Each year one of the local tv stations in Spokane has a "Coats for Kids" drive which leads me to my request.

I need suggestions for patterns for fleece coats to sew for children ages 2 to 6 yrs of age. My 16yr daughter will need an easier pattern as we will be sewing together. Any suggestions will be a blessing.

Where would be the most economical place to purchase fleece?


Thank you all and God bless


----------



## AngieM2 (May 10, 2002)

Kwik Sew patterns are pretty easy and have good instructions.

Here is a page of patterns that has some coats in it. 

https://kwiksew.mccall.com/patterns/kids/girls/coordinates-separates


----------



## frogmammy (Dec 8, 2004)

Should be some fleece sales now that it's (kinda) summer. Always check out the clearance rack, too.

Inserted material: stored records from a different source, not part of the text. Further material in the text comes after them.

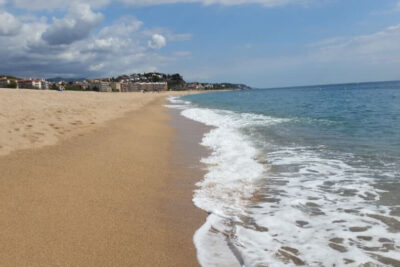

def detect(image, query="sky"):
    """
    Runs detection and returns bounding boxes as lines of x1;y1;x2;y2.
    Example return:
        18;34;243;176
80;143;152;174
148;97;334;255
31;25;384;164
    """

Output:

Hancock fabric (store) used to have some really good deals, and if you were lucky, they'd have a large bag of mixed pieces, most smaller than a yard. I made jackets with different color sleeves, or mixed and maybe three differentt colors on a jacket. 

Mon


----------



## AngieM2 (May 10, 2002)

Sign up for JOann's app and emails. Regularly they will have coupons from 20 to 50% off one regularly priced item. One cut of fabric is one item. I just saved $31.00 on 15 yards of muslin.


----------



## Waiting Falcon (Nov 25, 2010)

Hancock fabrics I closing all stores due to bankruptcy. There will be big sales this weekend.
I am sorry to see them go.


----------



## Ravin (Apr 12, 2008)

I've found that at the end of the season when stores are clearing out their fleece throw blankets, you can get them for far cheaper than you can get the same amount of yardage of fabric at a fabric store.


----------



## Belfrybat (Feb 21, 2003)

Good for you for wanting to help.

I think fleece is down to 60% - 70% off at Hancocks due to their going bankrupt. This would be a good time to stock up.


----------